Predator: Badlands showcases New Zealand as a premium screen destination for international productions seeking scale, flexibility and cinematic transformation. Filmed across Auckland and Rotorua, the production combined studio infrastructure with geothermal landscapes and forests to create a setting that felt alien, immersive and physically real.
"Rotorua’s steaming geothermal fields and forested ridgelines offered alien, otherworldly exteriors the production needed, while Auckland supplied studio space and local production infrastructure."
/ Dan Trachenberg, Director
New Zealand as an alien planet
Predator: Badlands transformed New Zealand’s landscapes into a distant, hostile alien world. Filmed across Auckland, Rotorua and remote North Island locations, the production drew on geothermal terrain, volcanic ridgelines and dense forests to create a setting that felt unfamiliar, physical and grounded. Director Dan Trachtenberg deliberately prioritised real-world environments, aiming for a film that felt “in nature, in the wilds,” with alien elements layered into the landscape rather than relying solely on sound stages or digital fabrication. Rotorua’s geothermal fields and forested terrain, in particular, delivered the otherworldly aesthetic central to the film’s visual identity.

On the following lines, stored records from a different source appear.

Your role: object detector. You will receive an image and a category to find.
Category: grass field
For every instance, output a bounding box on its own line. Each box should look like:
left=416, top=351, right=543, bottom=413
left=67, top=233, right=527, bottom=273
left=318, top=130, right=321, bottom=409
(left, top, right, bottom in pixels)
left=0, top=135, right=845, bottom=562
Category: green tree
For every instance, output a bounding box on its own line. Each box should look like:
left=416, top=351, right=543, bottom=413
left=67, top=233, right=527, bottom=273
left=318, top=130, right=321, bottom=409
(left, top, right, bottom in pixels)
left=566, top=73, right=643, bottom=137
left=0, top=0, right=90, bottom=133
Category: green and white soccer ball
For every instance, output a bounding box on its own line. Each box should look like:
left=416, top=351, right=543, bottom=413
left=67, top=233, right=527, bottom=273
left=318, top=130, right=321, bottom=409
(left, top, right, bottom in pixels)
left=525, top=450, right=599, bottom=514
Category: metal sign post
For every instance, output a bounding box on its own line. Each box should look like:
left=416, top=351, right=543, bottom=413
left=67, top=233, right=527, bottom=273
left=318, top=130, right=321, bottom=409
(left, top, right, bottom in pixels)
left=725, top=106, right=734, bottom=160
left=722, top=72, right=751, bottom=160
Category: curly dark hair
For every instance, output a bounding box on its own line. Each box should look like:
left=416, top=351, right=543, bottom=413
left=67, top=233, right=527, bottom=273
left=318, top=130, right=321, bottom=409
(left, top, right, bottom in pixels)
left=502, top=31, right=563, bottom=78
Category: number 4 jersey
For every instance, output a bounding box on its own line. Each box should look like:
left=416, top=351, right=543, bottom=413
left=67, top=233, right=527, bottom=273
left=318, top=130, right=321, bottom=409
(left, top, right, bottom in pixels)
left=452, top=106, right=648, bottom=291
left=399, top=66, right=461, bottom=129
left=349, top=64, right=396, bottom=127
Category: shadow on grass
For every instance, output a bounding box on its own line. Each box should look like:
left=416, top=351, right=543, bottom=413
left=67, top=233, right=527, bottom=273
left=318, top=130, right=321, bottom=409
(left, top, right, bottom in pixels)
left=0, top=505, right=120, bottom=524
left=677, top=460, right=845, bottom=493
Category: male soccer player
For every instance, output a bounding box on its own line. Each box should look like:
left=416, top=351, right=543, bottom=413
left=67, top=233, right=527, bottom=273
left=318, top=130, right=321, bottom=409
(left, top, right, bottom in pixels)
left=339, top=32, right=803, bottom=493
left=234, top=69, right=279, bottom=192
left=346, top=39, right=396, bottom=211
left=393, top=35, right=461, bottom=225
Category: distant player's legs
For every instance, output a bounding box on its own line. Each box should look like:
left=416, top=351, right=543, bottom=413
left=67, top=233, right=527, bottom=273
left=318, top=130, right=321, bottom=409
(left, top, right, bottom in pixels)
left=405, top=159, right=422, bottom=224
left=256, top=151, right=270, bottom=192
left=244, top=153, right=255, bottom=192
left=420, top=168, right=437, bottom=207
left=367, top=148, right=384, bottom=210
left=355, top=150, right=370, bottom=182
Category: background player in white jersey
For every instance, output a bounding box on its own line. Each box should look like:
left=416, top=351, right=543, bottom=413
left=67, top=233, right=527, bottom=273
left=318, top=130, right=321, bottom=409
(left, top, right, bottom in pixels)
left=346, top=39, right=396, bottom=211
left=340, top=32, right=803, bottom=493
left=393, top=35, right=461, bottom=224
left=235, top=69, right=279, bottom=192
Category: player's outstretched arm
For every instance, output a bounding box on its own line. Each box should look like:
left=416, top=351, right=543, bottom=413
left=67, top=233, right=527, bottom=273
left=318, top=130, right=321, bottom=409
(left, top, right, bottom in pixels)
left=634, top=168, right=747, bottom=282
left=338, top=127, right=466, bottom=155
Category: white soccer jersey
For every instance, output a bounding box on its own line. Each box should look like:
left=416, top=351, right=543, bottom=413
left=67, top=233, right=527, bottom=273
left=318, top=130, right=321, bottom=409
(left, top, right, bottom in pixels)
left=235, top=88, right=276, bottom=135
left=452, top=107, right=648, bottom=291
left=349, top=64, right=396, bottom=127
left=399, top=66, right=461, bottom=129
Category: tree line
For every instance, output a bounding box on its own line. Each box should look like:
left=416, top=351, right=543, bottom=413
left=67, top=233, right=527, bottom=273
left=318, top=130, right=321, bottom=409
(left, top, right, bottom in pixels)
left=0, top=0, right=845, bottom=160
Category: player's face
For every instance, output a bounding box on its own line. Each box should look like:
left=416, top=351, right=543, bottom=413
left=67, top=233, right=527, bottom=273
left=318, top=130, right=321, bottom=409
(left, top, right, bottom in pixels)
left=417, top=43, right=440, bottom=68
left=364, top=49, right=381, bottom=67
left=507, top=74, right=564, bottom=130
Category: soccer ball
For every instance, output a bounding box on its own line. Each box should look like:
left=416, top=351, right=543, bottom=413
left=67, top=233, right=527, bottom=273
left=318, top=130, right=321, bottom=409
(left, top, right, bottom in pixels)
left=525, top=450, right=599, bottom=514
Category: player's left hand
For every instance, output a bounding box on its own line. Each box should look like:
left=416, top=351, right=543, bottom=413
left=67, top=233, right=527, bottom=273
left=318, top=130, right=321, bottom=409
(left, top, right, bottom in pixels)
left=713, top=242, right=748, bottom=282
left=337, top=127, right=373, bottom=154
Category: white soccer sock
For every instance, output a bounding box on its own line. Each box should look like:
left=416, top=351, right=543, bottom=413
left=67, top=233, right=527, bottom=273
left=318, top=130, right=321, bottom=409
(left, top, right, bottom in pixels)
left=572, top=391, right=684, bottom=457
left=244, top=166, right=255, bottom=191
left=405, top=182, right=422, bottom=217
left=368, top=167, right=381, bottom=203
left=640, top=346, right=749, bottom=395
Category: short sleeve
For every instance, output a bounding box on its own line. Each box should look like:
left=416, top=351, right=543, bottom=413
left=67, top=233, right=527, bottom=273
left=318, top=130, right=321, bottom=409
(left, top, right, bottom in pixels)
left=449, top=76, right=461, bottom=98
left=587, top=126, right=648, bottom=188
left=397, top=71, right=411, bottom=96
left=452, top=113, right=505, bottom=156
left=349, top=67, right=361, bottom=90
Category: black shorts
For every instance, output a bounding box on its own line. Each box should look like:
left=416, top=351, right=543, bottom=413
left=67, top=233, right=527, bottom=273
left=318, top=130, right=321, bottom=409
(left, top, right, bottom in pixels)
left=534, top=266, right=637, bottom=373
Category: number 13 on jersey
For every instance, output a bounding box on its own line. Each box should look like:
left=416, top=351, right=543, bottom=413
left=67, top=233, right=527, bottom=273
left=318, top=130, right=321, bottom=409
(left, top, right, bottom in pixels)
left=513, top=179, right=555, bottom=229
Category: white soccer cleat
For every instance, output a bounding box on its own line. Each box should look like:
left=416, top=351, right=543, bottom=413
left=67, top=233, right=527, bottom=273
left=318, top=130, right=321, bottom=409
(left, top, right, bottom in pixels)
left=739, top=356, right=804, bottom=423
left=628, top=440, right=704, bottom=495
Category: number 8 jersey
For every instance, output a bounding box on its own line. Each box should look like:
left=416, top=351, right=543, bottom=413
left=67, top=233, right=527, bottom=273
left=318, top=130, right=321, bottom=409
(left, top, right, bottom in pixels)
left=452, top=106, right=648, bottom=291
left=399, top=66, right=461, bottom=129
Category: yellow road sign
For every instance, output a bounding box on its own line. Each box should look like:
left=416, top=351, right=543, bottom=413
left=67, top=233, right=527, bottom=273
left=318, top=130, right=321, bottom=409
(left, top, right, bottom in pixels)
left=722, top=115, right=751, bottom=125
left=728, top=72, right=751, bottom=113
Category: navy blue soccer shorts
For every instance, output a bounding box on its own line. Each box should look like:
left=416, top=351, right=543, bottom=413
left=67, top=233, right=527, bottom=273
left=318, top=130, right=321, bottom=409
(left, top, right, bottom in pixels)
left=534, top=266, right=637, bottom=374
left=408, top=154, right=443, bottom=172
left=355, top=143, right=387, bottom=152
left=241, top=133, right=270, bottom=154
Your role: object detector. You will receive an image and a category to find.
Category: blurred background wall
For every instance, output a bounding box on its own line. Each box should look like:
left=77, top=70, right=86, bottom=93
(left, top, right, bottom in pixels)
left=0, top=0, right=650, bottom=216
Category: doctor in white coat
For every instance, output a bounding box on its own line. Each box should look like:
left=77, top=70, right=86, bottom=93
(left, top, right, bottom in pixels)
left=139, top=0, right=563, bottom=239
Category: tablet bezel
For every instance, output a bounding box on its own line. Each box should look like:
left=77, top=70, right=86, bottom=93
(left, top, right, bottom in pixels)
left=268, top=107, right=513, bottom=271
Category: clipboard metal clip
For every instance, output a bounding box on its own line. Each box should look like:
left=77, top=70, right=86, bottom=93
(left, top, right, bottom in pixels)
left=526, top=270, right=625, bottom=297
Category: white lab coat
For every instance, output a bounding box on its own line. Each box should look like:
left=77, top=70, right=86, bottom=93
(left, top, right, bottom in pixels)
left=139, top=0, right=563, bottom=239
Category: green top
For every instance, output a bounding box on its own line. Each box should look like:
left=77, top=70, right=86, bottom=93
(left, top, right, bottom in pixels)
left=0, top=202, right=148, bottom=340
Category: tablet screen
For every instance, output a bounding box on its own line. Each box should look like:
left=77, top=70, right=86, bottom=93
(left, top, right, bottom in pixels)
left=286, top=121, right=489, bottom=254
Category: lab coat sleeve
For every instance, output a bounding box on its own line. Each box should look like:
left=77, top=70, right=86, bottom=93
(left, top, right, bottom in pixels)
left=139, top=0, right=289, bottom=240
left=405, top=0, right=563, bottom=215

The production combined large-scale visual effects with detailed practical design, drawing on New Zealand-based crews experienced in creature work and tactile world‑building. From Predator suits to textured environments, the filmmakers favoured physical, handcrafted elements that enhanced realism and supported the film’s grounded sci‑fi tone. This hybrid approach, blending practical effects with digital enhancement, allowed Predator: Badlands to deliver an expansive, immersive world while retaining a strong sense of physical presence on screen.